From my father George's written account :
"..........Then came the time for the business at hand, we were told that we would be attached to the 1st Army and land with them. Also they would be our mothers because they knew what the score was they had been through the Italy Campaign and had landed or made a beach there. We were to ask them anything that might puzzle us because they were already told to help us any way possible we were Greene Troups. They did just that, on my boat there was 1 Balloon crew and myself and one other colored soldier, we ask a lot of questions. And we were answered promptly and kindly. These men of the 1st Army were of the best group of men I had come in contact with any where. The ones with the Western Southern or New England accent, it didn't make any difference they were all the same........
.........As a truck went down the ramp, I grabbed on to the racks and this truck went out of sight so I let go of the truck racks thinking to myself I'll try and make it on my own, I can swim and that vehicle might keep me down for some reason in that deep water. So there I am in that water, with to much weight, so I shrugged my shoulders and off went my musette bag.........

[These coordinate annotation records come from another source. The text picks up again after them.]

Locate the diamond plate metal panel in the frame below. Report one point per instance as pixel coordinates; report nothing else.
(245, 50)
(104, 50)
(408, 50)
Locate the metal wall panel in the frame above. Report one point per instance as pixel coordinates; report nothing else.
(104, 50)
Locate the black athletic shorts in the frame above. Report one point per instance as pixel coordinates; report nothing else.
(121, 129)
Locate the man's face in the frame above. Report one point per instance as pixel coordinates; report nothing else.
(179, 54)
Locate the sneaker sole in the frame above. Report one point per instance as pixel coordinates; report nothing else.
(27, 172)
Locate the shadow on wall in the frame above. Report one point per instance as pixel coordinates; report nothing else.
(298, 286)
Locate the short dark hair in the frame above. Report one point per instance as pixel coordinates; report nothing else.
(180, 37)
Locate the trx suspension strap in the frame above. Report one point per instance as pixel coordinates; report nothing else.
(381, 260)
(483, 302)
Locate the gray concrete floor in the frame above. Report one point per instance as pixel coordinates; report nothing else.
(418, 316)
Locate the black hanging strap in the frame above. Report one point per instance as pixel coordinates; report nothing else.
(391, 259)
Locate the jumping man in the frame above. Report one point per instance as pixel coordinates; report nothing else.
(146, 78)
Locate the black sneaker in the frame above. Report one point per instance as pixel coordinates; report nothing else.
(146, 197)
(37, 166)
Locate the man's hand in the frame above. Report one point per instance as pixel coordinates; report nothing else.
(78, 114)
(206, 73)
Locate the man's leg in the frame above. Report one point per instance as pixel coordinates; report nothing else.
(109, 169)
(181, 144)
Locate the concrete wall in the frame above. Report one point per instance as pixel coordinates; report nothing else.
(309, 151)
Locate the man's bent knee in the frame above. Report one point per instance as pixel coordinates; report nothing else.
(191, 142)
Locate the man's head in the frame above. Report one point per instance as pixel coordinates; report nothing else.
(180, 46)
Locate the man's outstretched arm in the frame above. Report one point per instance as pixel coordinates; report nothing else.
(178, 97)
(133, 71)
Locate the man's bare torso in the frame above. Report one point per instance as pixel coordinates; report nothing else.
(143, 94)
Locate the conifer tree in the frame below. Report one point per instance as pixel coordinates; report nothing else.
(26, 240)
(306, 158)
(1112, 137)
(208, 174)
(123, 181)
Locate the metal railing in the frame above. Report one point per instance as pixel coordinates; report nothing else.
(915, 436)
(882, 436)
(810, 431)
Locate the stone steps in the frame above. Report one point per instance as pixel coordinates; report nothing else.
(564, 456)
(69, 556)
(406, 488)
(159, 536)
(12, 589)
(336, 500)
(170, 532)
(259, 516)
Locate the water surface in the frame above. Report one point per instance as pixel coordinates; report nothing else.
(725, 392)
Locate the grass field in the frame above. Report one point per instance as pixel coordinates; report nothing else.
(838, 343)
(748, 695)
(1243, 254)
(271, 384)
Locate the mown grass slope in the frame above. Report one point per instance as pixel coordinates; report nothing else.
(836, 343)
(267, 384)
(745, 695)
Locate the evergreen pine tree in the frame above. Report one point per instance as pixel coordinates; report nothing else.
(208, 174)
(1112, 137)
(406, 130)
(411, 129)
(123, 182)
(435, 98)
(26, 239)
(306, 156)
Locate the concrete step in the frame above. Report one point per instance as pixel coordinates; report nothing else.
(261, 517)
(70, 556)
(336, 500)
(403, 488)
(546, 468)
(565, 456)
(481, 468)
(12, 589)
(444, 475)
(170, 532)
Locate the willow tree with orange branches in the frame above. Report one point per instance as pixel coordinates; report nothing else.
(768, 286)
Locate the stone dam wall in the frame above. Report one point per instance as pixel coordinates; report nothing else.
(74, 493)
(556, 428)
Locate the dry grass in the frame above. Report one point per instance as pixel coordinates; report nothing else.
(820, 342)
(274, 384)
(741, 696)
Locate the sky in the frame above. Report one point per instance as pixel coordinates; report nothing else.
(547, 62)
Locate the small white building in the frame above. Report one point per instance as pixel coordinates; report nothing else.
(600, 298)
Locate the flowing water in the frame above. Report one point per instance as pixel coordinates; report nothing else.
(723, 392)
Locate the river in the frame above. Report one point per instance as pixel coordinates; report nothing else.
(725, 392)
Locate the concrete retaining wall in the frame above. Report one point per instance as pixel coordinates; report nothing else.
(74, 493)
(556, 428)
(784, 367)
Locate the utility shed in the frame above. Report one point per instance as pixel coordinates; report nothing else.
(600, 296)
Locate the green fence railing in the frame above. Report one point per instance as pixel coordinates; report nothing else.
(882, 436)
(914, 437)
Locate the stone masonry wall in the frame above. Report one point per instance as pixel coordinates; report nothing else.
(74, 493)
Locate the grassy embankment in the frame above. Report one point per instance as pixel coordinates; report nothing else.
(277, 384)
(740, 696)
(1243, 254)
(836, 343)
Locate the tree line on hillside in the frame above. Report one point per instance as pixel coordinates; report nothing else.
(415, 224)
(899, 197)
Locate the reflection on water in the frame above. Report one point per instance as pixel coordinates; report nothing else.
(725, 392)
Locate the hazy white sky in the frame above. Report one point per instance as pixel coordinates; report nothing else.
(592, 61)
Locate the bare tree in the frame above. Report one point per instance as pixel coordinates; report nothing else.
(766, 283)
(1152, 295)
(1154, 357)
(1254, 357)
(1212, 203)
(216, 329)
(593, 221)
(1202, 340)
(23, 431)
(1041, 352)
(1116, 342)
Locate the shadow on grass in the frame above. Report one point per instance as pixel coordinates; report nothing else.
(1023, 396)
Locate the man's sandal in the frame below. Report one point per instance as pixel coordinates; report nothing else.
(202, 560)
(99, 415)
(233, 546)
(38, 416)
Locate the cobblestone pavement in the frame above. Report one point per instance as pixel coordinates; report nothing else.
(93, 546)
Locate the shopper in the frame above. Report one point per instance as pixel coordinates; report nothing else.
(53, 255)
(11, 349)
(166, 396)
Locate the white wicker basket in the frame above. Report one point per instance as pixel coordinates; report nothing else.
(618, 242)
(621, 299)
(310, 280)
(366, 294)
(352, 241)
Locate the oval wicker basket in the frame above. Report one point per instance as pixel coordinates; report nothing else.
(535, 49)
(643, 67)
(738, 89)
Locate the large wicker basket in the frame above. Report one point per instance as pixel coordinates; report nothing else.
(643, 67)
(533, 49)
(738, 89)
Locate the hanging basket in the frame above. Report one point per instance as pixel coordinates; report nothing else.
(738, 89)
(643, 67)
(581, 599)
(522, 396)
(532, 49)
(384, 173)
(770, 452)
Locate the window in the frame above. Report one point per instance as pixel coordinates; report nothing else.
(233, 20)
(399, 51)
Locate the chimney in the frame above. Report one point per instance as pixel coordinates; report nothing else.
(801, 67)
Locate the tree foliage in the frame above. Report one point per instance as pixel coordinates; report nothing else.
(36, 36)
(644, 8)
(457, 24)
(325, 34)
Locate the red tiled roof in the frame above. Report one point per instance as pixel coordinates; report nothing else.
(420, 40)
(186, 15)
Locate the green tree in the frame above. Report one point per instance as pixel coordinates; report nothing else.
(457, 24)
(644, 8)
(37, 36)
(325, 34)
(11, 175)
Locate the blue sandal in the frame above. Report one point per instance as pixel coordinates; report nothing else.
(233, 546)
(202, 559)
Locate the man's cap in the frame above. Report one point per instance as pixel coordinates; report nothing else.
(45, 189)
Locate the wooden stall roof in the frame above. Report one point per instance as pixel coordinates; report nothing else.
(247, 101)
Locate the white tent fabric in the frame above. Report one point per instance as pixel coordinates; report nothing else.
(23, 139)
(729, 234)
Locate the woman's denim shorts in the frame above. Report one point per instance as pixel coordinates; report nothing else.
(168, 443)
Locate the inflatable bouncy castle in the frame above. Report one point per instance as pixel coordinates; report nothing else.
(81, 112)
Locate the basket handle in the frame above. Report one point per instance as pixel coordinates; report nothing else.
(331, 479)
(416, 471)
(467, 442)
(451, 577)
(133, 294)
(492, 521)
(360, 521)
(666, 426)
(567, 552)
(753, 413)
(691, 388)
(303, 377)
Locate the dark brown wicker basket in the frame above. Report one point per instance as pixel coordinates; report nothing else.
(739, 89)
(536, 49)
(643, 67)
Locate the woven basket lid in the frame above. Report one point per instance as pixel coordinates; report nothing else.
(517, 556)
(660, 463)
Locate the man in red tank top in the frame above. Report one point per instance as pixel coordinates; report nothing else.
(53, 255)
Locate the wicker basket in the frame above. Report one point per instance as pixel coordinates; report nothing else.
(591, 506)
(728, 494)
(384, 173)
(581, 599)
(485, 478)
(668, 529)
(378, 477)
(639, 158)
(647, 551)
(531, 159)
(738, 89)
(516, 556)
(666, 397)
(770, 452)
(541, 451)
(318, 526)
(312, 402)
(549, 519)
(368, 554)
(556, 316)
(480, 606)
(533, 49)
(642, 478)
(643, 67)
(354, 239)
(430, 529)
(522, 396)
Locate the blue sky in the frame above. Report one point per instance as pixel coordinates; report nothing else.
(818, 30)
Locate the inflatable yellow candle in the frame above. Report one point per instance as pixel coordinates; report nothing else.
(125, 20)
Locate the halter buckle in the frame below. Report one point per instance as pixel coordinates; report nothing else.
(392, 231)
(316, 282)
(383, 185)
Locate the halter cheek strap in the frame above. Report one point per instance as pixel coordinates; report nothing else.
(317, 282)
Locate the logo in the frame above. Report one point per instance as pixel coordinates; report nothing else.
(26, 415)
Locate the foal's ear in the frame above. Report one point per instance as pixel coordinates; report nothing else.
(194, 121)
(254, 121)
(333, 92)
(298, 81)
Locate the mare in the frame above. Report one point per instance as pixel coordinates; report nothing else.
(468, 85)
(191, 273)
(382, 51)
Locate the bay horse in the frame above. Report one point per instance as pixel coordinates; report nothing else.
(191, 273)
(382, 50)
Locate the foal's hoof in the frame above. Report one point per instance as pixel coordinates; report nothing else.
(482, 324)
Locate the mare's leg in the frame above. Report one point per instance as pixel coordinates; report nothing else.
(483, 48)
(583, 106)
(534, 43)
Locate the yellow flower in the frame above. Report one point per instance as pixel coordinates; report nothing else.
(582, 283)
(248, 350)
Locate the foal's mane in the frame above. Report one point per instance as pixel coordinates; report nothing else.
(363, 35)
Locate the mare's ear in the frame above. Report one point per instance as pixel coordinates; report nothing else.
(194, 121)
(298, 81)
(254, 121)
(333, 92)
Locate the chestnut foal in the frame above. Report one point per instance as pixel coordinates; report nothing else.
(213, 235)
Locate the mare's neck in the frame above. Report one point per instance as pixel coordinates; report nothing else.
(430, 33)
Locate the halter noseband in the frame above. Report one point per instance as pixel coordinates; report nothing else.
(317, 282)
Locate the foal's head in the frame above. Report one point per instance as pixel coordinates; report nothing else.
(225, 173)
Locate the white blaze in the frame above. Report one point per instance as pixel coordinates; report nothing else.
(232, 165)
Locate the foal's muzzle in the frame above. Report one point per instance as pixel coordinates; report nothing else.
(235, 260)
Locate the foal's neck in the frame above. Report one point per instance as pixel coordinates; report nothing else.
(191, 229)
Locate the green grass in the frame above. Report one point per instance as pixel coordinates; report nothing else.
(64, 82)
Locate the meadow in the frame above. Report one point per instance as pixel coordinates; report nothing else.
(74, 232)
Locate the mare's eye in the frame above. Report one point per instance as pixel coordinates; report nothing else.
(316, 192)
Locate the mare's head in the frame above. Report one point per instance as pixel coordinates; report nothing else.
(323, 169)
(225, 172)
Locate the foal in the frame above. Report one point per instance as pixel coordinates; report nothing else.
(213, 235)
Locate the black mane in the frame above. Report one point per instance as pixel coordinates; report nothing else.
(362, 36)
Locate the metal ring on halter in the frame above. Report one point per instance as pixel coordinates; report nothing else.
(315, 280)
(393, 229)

.......all the time this was happening the enemy was putting down a steady stream of cross fire, we were let off in to deep waters. I believe the Lord was on my side because if he would have let just one of those tracers hit those 105 Hw shells it would have been all over. You could have taken the skillet off the stove cause the gas would have been gone!"

Sgt Davison was onboard an LCT, # 608. George died 01 Oct 2002 at the age of 80 years. I heard him say little about the D-Day Invasion but as I look at his photos and read his words about that day in June, it was an experience that greatly affected his life.

This story is published with the permission of George A. Davison's Son : William A. Davison.